Auf dem Boden des Kessels, am Rande des Sees, sind wir am besten vor rauhen Lüften geschützt. Dieselbe Sonne, deren Strahlen die Wand des Kessels im Sommer zu unerträglicher Hitze steigern, erfreut uns jetzt mit sanfter Wärme. Etwa eine Klafter vor der Stelle, an welcher der Bach den Bergsee verläßt, hat sich dessen Eis in der unmerklichen, aber steten Strömung und Bewegung gelöst. Jener sickert träge unter der bröckeligen Schicht hervor und zwängt sich unter einem morschen Holzgerüste durch, einer verwitterten Schleuse. Große konzentrische Halbringe von schwarzgrauem und diamantblinkendem Aussehen ziehen sich abwechselnd über die ganze Breite des Eisspiegels. Andere Stellen haben eine damaszierte Moire gewässerte Farbe. Es sind diejenigen, an welchen die Schwingungen der Luft das kristallisierte Wasser am meisten angenagt und verwittert haben. Wir können uns davon überzeugen, indem wir gewichtigere Steine prüfend hineinschleudern. Dort, zwischen den verschieden gefärbten Ringen, bleiben sie aufprellend liegen; hier durchlöchern sie das Gefüge und sinken zu Boden.

Von den Bewegungen der Fische würden wir auch ohne diese Eisdecke nicht viel mehr gewahren als durch sie hindurch. Es sind deren nur sehr wenige im See. Vielfache Versuche, ihn mit den Insassen anderer Gewässer zu bevölkern, sind fehlgeschlagen, denn die hungrigen Rudel des Bergsees fallen über die Eindringlinge her, die sich, wie es verpflanzte Fische zu tun pflegen, in dem neuen Gewässer scheu, unbeholfen, wie gelähmt bewegen, und fressen sie als gute Beute auf. Ich habe an einer Stelle meines 'Bayerischen Seebuches' die Behauptung aufgestellt, daß der Hecht lieber einem Karpfen nachstellt, der aus einem fremden Wasser in das seinige versetzt worden ist, als einem einheimischen. Ich bin seither durch übereinstimmende Aussagen von Fischern belehrt worden, daß der Grund davon keineswegs im Reiz der Neuheit liegt, sondern in der Unbeholfenheit des Tieres in der ihm unbekannten Umgebung und der verringerten Gewandtheit, dem Verfolger zu entfliehen.
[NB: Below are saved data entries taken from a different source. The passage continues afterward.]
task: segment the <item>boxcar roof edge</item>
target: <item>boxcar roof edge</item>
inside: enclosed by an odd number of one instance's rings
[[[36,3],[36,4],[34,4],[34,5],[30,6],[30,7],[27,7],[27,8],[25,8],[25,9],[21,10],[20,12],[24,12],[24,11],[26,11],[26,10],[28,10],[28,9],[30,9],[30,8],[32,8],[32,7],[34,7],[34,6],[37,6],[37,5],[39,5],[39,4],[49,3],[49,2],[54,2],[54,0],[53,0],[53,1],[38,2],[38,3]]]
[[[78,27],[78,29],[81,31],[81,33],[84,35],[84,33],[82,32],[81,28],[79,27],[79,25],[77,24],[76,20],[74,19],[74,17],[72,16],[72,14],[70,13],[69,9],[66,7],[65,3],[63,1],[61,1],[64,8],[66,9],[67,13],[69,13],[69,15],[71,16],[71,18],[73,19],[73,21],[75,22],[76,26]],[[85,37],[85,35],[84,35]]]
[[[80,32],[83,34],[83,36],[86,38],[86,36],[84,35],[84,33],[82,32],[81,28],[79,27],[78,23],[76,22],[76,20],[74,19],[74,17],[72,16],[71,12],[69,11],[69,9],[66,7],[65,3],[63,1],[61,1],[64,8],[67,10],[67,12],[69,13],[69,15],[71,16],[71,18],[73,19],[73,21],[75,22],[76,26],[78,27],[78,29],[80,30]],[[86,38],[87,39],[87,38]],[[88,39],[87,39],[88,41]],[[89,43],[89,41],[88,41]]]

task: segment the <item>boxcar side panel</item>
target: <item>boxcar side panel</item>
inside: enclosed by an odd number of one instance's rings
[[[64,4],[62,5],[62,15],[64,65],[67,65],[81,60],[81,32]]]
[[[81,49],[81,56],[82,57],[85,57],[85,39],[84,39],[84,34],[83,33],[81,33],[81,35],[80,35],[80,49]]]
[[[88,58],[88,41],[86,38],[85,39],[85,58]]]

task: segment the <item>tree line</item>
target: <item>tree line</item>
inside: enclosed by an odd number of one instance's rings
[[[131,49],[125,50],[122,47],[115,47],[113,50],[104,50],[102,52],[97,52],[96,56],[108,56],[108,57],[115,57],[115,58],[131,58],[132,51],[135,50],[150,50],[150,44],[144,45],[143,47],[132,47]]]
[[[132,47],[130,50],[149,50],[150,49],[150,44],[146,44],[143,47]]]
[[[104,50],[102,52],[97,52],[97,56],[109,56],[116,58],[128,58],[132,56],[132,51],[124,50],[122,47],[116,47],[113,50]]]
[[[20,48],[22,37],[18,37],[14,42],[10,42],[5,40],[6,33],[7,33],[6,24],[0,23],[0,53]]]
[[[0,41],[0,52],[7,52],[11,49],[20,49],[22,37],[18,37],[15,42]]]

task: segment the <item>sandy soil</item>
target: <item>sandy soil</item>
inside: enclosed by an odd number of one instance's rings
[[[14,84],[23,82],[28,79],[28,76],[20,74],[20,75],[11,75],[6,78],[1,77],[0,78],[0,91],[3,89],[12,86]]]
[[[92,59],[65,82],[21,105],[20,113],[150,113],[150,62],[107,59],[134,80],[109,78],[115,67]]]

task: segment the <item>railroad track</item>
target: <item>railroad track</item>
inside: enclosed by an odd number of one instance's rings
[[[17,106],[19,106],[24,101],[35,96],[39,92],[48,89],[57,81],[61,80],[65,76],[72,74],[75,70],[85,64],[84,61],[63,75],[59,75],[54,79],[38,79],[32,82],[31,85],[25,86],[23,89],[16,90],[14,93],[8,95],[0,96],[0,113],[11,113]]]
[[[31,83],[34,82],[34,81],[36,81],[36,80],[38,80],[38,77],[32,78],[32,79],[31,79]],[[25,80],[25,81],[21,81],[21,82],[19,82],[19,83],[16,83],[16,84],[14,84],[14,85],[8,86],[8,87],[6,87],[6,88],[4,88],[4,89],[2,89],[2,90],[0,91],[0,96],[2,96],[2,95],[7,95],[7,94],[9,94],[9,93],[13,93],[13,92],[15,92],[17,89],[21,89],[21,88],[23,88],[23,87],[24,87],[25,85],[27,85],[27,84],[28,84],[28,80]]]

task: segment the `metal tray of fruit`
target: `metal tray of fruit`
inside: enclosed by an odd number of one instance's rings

Froh, über die verschlungenen Pfade des Bergwaldes herabgekommen zu sein - unbehelligt von jenem vielgestaltigen Error, der in den Alpen 'passim palantes certo de tramite pellit', gewinnen wir wieder die Ufer des vielfarbigen Fuschlsees. Unaufhörliche Schüsse rollen an den Wänden hin - gewiß wird irgendwo auf das spärliche Rotwild der Höhen gejagt. Nein. Die Schüsse sind Freudentöne, die krachenden Gewehre begleiten eine 'Güterfuhr'. Die Einrichtung, die Aussteuer einer Braut wird eben nach dem ehelichen Herde gebracht. Vor der Schmiede belustigen sich Männer mit einem Spiel, in welchem Hufeisen nach einem Ziele geworfen werden. Dieses Spiel, am nächsten mit dem beliebten, aber jetzt glücklicherweise von warmen Winden für dieses Jahr eingestellten Eisschießen verwandt, wird von den Bauern Plattenschießen genannt und überall in diesen Tälern eifrig betrieben.

Wir sehnen uns nicht nach der Küche unserer Herberge und schlendern am See.

Da rollen schaumspritzende Wellen vor dem Weststurm einher und überschütten den Strand. Aber neben diesen regelmäßig anschlagenden Wellen zucken noch andere Bewegungen auf der Wasserfläche. Pfeilschnell, wie Sturmvögel, ziehen sich Kräuselungen, Wolkenschatten ähnlich, von verschiedenen Richtungen mit den und quer durch die Wellen daher. Es sind die Wirkungen der an manchen Wänden aufgestauten und zurückprallenden Winde. Dann stäubt auch, wie auf einer Heerstraße, manchmal eine hohe weiße Säule auf, die der Wirbel der Luft in die Höhe reißt. So macht die blöde wütende Gewalt Rauch aus dem Glänze, wie unser Poet, vom rauschenden Aufidus geboren, über andere Tätigkeiten sich ausdrückt. Weit draußen schimmert eine breite Fläche wie weißglühendes Eisen. Dort müssen aus den jagenden Wolken flüchtige Lichter in das Toben herabfallen. Wie wir die Werkzeuge des Atmens erweitern möchten, um uns den Genuß dieses Hauches auf den Wassern zu verdoppeln, so wünschte ich mir Augen von gesteigerter und höherer Kraft, um fernen Lesern noch recht viel von dem geheimnisvollen Weben und Wallen, bis in dessen unmerklichstes Regen hinein, erzählen zu können, von jener großen Bewegung, die wir hier, im Tosen des Sturmes am Strand hinwandelnd, bei all unserer Hingebung doch nur ahnend und formlos fassen.

Quelle: Das Österreichische Seenbuch, Heinrich Noë, München 1867, S. 80 - 84.